Dr. Moyad: So that's where they came up with the world retrograde ejaculation?

Dr. Gange: Right, in some cases it's retrograde and in some cases, it's really anejaculation, nothing happens at all. The whole system is sort of paralyzed, and I think men don't like that. 

Dr. Moyad: That was a polite way of saying it. I wouldn't like that, especially if it's going the wrong direction.

Dr. Gange: Yeah.

Dr. Moyad: Anyway.

Dr. Gange: There have been even some greater concerns just recently on the rise in things like strokes that may be associated.
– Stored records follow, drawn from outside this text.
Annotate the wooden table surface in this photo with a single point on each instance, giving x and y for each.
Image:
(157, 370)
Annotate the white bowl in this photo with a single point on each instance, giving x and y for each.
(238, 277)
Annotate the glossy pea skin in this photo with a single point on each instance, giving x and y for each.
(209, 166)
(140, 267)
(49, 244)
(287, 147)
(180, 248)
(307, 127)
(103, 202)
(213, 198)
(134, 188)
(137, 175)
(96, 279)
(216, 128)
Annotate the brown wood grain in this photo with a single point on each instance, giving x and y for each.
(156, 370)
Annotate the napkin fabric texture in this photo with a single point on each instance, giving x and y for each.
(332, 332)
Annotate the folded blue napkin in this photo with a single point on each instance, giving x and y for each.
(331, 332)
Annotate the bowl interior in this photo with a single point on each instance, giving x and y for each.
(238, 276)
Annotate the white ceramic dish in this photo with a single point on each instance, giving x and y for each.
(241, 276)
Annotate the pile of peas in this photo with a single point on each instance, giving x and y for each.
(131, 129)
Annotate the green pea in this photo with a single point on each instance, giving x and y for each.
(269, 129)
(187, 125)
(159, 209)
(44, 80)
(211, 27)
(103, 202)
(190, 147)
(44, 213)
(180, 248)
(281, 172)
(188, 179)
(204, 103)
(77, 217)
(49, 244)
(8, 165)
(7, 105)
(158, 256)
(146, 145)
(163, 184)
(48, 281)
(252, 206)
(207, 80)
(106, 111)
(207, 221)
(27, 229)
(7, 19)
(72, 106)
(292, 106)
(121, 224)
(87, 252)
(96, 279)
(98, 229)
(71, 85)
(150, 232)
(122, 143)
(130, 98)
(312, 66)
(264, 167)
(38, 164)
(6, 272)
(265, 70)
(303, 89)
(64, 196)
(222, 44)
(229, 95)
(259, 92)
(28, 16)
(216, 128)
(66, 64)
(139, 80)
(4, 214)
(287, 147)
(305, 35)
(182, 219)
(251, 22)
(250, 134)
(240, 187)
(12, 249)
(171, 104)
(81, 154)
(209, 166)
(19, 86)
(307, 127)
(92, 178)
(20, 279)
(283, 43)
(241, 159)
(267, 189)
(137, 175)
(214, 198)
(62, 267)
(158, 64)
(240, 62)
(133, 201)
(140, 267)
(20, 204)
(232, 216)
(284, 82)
So I think, I think that not only do these drugs not do much in terms of the symptom profile—and they have significant side effects—they also don't stop the progress of BPH. They don't change the natural history, they just sort of pull a patient back a little bit on the timeline and then, you know, they continue forward. And I think patients figure this out, as I said because the symptoms, recovery of symptoms, is not compelling for many of them.